While his career might seem clear to him now, for a longtime between after taking that course at College of the Desert, Hopinka never imagined himself as a filmmaker.

He wanted to be a musician or some other type of creative.

“I thought I was gonna be a musician for a while. I thought I was going to be a sound engineer for a while. I wanted to be a writer for a while,” he said.

That “while” lasted several years and included phases in and out of college and times of racking up “a ton of student debt and credit card debt,” Hopinka said.

After his brief stint at COD, he moved to Riverside and took some courses at Riverside City College. But he didn’t graduate with his bachelor’s degree from Portland State University until about 10 years after he finished high school and years after he left Southern California. 

Nowadays, he comes back to the Coachella Valley often to visit family.

“I think of the Coachella Valley as home in a lot of ways,” he said. 

It was here in the desert through that uncertain period in his late teens and 20s where Hopinka began to find his path forward.

“I learned to drive in Palm Springs, and I think that driving down 111 or up into Santa Jacinto or just, you know, wherever on the highway just like really gave me an appreciation for the landscape, for the variation and also just finding beauty amid things that can be harsh and inhospitable at times,” he said.

It’s clear the motifs from those long desert drives have influenced his work. His 2015 film “Jáaji Approx” (Jáaji is a direct address form of “father” in the Ho-Chunk language) is set along an imaginary road trip in a car traveling across the American West.

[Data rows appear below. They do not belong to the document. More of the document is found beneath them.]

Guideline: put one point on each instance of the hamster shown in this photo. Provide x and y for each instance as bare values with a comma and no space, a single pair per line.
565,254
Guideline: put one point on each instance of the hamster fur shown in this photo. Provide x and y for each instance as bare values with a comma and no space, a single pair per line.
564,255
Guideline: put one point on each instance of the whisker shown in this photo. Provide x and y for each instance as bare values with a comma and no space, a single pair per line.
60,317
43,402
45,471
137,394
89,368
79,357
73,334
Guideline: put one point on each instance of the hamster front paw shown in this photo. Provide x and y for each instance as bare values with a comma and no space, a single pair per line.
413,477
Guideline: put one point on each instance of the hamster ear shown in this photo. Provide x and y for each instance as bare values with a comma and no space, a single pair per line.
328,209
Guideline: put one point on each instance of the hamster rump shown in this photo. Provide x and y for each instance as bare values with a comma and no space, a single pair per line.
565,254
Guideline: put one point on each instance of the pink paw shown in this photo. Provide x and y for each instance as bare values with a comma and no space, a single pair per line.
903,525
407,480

Long before he made that movie, Hopinka purchased his first digital camera, an entry-level Canon.

“It would allow me to make films and not have to ask for a budget,” he said. “That’s how I started making films — on my own terms with a camera and a microphone.”

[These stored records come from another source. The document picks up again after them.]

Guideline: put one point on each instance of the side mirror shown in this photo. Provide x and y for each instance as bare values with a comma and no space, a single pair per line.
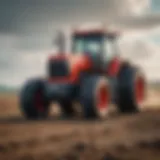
60,41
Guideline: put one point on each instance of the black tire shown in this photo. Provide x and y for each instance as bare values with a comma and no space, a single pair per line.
33,102
88,90
67,109
126,100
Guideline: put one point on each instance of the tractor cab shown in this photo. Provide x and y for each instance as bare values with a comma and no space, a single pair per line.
101,46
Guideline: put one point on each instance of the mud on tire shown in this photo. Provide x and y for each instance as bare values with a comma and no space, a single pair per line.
131,90
95,97
33,102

“The sort of feeling of being beholden to no one, to no funder or no producer, was really freeing,” he added. “I approach the films that I make now in the same sort of way.”

Whatever he chooses to film, Hopinka says he always tries to challenge himself with every project, including working through ideas in different ways while not trying to burden a single story with too many concepts.

To that end, Hopinka hopes his acclaim is just one step toward more opportunities for other Indigenous filmmakers to work through their ideas with support from major academic and artistic institutions. 

“I don't want to be the token, and I don't want to be the one Native artist that is highlighted during November,” he said. “I want there to be, if anything, an invitation to look deeper into what Native peoples are doing now with cameras, with film and with art because that's important.”